# Menu Magic



## vcrase (Apr 4, 2002)

howdy,

Just wondering if you could help me out and tell me what your thoughts and views are on this satement below thank you!

"The menu is the main selling tool of the establishment. It needs to provide the right food at the right price to the right market. The menu is the means by which the chef sells his/her food, so it must be entcing and interesting."

Also What are the factors that influence menu planning?
What are the different types of menus?

Thanks Cya!


----------



## cookie3 (Jul 6, 2002)

The first rule for a menu is to identify, who is your customer, and what do they want. (providing you want your current customers)
Once you have done that then the rest is easy,


----------



## chiffonade (Nov 29, 2001)

The menu is like a face. It's the first thing a prospective client sees and a client can form an opinion as to further pursuit of your business simply by perusing the menu. Define your client base by the demographic that is prevalent in the area where your business will ultimately be. (Fried chicken set? Prime rib set?) Also, if you have made a name for yourself with a specialty, don't veer from that, especially in the beginning. No law against doing what you do best in order to make a name. 

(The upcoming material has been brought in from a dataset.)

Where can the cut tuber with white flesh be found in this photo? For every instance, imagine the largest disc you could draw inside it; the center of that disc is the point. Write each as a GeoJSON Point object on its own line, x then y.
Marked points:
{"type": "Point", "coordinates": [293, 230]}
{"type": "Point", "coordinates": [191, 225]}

Once the menu has the interest of a prospective client, other questions will become important. The distance you're willing to travel; budgeting considerations (a menu for lower-end clients and one for those with bucks), acceptable sizes of party (5? 500?), services you will provide (tables? linens? cutlery? servers?) - these will all help to further define who can consider using you and who can't. So have those answers ready.


----------